O socialista presidente da Câmara de Loures, Ricardo Leão, pôs o PS em alvoroço com duas declarações. Numa, que era óbvio que quem beneficia de casas municipais deve perder a sua habitação caso cometa qualquer tipo de crime. Noutra, que a autarquia deve deixar de subsidiar as refeições escolares de crianças cujos pais têm possibilidade de as pagar.

O PS bem-pensante ainda está a organizar as ideias para perceber como é possível que um socialista, um homem de esquerda, fale assim. No entanto, seria bom para o próprio PS que os seus dirigentes não discriminassem de pronto um autarca que conhece o terreno que pisa. Ricardo Leão vive a experiência que outros como ele passaram há mais de 20 anos em França, quando os socialistas franceses fecharam os olhos às graves injustiças sociais e à violência que a maioria da população sofria em certos bairros nos subúrbios das grandes cidades. Pedro Nuno Santos sabe, como todos nós sabemos, o que aconteceu aos socialistas franceses quando o eleitorado que votava à esquerda (PSF e Partido comunista francês) passou a votar à direita (na então FN).

O fenómeno é conhecido e numa crónica de Junho de 2021 brinquei com a possibilidade de a venda da sede do Partido Socialista Francês, a famosa ‘Solfé’, assim carinhosamente chamada por se situar na luxuosa rue de Solférino, em Paris, poder ser um prenúncio da venda do edifício rosa do Largo do Rato. É um assunto em que estou relativamente à vontade, pois há anos que tenho dito, neste espaço ou no Contra-Corrente da rádio Observador, que o Chega é a maior ameaça eleitoral do PS.

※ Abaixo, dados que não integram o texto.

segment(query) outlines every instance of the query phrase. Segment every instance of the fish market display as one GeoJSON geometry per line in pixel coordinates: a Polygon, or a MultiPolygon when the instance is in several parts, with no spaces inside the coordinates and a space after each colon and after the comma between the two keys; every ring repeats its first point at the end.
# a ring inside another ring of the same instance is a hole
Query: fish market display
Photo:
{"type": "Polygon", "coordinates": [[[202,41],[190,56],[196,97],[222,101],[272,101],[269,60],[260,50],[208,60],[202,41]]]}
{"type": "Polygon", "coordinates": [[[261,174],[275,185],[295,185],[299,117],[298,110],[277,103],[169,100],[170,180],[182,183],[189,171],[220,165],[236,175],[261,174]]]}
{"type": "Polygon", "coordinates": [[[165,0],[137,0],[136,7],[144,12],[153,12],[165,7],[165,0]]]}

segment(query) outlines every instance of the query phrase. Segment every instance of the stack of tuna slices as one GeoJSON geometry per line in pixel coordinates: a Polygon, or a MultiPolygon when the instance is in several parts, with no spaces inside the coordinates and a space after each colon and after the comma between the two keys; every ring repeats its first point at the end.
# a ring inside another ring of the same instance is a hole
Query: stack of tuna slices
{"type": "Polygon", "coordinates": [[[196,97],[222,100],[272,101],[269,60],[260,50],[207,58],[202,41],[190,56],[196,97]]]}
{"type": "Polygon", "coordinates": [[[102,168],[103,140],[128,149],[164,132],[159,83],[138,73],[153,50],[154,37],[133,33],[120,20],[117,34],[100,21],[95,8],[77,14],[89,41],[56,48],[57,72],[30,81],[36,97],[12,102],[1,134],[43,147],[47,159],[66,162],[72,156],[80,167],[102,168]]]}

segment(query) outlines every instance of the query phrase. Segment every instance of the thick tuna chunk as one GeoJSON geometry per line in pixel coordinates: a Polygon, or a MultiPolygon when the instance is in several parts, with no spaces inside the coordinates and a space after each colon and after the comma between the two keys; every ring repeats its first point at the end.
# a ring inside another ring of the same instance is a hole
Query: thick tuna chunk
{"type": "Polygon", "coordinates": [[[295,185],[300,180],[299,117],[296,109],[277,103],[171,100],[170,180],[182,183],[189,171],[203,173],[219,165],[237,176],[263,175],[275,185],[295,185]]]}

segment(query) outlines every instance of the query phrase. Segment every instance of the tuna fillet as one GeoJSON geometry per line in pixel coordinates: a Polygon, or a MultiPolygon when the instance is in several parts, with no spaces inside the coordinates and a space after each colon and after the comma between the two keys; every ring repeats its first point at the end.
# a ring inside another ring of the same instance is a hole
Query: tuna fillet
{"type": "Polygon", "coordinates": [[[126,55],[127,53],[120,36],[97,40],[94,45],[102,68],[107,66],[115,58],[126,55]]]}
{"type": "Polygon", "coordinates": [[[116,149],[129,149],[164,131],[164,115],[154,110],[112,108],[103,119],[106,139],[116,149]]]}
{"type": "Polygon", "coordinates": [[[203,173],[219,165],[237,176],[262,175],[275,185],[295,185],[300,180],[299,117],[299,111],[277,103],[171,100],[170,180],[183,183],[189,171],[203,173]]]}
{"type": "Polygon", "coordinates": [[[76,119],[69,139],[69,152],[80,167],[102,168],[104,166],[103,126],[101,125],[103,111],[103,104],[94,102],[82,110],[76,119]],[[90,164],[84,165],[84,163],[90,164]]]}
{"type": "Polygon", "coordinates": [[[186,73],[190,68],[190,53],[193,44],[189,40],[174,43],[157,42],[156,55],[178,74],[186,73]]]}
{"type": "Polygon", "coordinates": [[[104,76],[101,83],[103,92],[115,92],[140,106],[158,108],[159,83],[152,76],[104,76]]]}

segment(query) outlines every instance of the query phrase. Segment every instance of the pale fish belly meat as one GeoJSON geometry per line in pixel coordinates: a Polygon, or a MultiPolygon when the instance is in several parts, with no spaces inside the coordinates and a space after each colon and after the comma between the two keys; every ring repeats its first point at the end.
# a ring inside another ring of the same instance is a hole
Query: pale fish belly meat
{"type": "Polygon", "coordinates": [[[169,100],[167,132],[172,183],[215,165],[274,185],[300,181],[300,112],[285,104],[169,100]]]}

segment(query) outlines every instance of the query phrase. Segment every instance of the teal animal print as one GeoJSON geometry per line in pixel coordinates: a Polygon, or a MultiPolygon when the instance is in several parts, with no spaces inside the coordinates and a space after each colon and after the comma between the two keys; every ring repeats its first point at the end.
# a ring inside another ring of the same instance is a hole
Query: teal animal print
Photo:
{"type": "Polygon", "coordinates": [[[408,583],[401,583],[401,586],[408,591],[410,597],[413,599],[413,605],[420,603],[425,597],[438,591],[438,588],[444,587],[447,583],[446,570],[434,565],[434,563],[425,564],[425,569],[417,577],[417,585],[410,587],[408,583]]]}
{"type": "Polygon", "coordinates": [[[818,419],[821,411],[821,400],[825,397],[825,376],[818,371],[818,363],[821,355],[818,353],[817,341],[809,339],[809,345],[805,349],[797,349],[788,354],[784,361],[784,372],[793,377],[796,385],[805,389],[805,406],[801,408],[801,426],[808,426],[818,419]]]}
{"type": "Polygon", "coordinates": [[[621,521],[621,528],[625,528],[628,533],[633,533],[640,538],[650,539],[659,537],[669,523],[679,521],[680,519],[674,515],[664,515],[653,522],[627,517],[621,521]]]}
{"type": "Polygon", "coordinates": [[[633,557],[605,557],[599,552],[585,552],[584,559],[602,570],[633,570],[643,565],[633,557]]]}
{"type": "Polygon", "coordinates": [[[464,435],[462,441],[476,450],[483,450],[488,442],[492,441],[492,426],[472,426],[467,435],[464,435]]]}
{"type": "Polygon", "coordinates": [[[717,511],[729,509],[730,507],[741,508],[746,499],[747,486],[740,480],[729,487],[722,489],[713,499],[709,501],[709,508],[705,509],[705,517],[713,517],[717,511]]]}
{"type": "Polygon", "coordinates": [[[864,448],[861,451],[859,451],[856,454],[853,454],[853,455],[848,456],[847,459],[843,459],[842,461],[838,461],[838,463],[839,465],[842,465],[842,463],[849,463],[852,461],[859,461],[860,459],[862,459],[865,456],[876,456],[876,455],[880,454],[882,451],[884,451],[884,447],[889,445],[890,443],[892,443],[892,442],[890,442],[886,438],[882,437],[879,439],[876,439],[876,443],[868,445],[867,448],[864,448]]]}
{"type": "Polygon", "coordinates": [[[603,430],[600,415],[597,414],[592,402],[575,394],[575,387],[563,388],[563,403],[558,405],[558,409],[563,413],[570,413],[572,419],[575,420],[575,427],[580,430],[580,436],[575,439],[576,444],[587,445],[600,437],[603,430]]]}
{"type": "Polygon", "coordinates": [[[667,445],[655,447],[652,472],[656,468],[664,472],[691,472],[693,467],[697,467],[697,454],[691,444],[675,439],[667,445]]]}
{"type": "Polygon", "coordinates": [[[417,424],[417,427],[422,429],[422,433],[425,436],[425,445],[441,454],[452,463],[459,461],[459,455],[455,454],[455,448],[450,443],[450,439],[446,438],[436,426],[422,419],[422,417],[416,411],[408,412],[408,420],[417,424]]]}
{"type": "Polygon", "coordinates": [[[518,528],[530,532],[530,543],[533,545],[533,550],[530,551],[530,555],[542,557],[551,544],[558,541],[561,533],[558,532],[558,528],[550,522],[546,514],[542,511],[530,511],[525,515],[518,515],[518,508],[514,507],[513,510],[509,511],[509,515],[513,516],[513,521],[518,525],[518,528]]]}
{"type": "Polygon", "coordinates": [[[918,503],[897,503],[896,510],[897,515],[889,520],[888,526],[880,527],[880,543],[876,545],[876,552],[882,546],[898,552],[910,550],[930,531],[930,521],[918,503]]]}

As transformações sociais e políticas chegam tarde a Portugal, mas acabam por se fazer sentir. O PS de António Costa brincou e fez uso do surgimento do descontentamento social contra a imigração para alimentar um novo partido à direita. Costa julgou que assim dividia o PSD, uma estratégia bem-sucedida a curto prazo mas que, como já se percebia em 2021, pecava por ser curta de vista e perigosa para o próprio PS.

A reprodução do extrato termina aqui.